Pour le président du Medef, Geoffroy Roux de Bézieux, « si le gouvernement renonce à l’âge pivot, il n’y aura pas d’autre choix que d’allonger fortement la durée des cotisations ». Comme le reste du patronat, ce dernier se satisfaisait de la création d’un âge pivot même s’il aurait préféré un recul de l’âge légal de départ en retraite. Eric Chevé, vice-président de la CPME, lui, ne comprend plus très bien la stratégie choisie. « Ça veut dire quoi ? Qu’on passe à 45 ans ? C’est un pavé dans une mare qui n’était déjà pas très claire », déplore-t-il.

Au-delà des partenaires sociaux, le gouvernement veut aussi associer largement la population au travers d’une « concertation citoyenne » qui sera lancée à l’automne, selon un modèle rappelant celui du grand débat national du début de l’année 2019. Dans l’entourage du premier ministre, on évoque l’organisation de réunions publiques, « avec ou non des politiques, Jean-Paul Delevoye pourrait y aller par exemple ». M. Philippe compte lui-même participer à certaines d’entre elles. « Il faut prendre le temps nécessaire pour expliquer aux Français ce que nous voulons », a souligné Bruno Le Maire mardi.

Il est donc urgent et prudent d’attendre. Annoncée pour la fin de l’année, la présentation du projet de loi pourrait-elle être de nouveau repoussée ? Pour Laurent Pietraszewski, député LRM du Nord et pressenti pour être le futur rapporteur du texte, « on ne peut pas démarrer une nouvelle phase de concertation en se disant qu’elle doit être terminée dans trois mois ». « Cette réforme sera faite, martèle-t-on néanmoins au sein de l’exécutif. Il ne s’agit pas de procrastiner. La question, ce n’est pas de lancer ça en décembre, janvier, ou après les municipales. C’est de bâtir un système qui va durer cinquante ou soixante ans. »

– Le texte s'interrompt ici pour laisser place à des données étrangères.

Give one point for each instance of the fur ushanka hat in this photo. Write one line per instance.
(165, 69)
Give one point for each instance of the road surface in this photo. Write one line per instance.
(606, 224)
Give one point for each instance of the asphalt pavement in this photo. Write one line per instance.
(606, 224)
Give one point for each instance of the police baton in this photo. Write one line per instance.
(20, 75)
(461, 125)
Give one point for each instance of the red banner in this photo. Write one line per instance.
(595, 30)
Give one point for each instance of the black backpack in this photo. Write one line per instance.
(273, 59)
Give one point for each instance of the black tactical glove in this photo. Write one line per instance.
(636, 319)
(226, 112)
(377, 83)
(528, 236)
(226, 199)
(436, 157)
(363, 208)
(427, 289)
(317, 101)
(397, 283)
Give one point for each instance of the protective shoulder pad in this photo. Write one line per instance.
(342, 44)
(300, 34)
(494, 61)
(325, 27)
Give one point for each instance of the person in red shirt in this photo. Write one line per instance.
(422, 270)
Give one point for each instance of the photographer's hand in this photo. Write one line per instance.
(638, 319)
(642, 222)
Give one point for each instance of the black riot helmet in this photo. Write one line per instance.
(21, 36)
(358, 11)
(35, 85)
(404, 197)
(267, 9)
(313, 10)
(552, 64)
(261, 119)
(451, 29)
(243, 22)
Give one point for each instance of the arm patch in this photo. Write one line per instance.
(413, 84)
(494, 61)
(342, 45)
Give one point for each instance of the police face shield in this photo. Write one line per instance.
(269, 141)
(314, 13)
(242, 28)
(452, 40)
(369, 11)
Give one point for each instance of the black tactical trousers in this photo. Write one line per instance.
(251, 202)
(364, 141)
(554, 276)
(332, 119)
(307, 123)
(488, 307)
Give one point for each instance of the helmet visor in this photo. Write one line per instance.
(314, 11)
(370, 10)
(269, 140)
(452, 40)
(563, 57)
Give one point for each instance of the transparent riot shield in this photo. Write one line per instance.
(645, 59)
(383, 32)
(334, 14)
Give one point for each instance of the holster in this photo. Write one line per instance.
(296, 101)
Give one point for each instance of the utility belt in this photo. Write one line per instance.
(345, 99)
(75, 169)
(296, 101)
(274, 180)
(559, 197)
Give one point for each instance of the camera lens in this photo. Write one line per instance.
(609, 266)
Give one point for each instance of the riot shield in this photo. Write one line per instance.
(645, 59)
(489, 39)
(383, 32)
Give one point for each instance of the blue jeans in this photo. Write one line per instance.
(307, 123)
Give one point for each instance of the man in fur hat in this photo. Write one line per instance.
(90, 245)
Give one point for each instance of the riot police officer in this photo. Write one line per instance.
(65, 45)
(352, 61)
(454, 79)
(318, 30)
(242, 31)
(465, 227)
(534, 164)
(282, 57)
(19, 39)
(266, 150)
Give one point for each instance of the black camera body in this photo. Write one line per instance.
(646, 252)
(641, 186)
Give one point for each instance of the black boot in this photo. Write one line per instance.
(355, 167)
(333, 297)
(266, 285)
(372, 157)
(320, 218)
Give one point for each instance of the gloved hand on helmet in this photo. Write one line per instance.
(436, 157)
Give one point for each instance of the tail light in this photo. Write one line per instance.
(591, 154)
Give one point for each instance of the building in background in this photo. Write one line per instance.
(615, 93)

Un système en quête d’équilibre

Emmanuel Macron a indiqué, le 26 août, qu’il souhaitait que le futur système des retraites soit à l’équilibre lors de son entrée en vigueur en 2025. Une façon de laisser entendre que des mesures paramétriques pourraient être prises d’ici là pour y parvenir. Avant l’été, le gouvernement avait déjà été tenté de faire des économies sur les retraites dans le PLFSS pour 2020 avant d’y renoncer afin de ne pas compromettre la réforme systémique. L’une des idées était de compresser le calendrier fixé par la loi Touraine de 2014 qui vise à allonger très progressivement la durée de cotisation pour obtenir une retraite à taux plein. Cette dernière sera portée à 172 trimestres, d’ici à 2035, pour les générations nées en 1973 et après. Le sujet pourrait donc revenir au premier plan dans les prochains mois. « Rien ne justifie d’accélérer cette trajectoire », met cependant en garde le secrétaire général de la CFDT, Laurent Berger.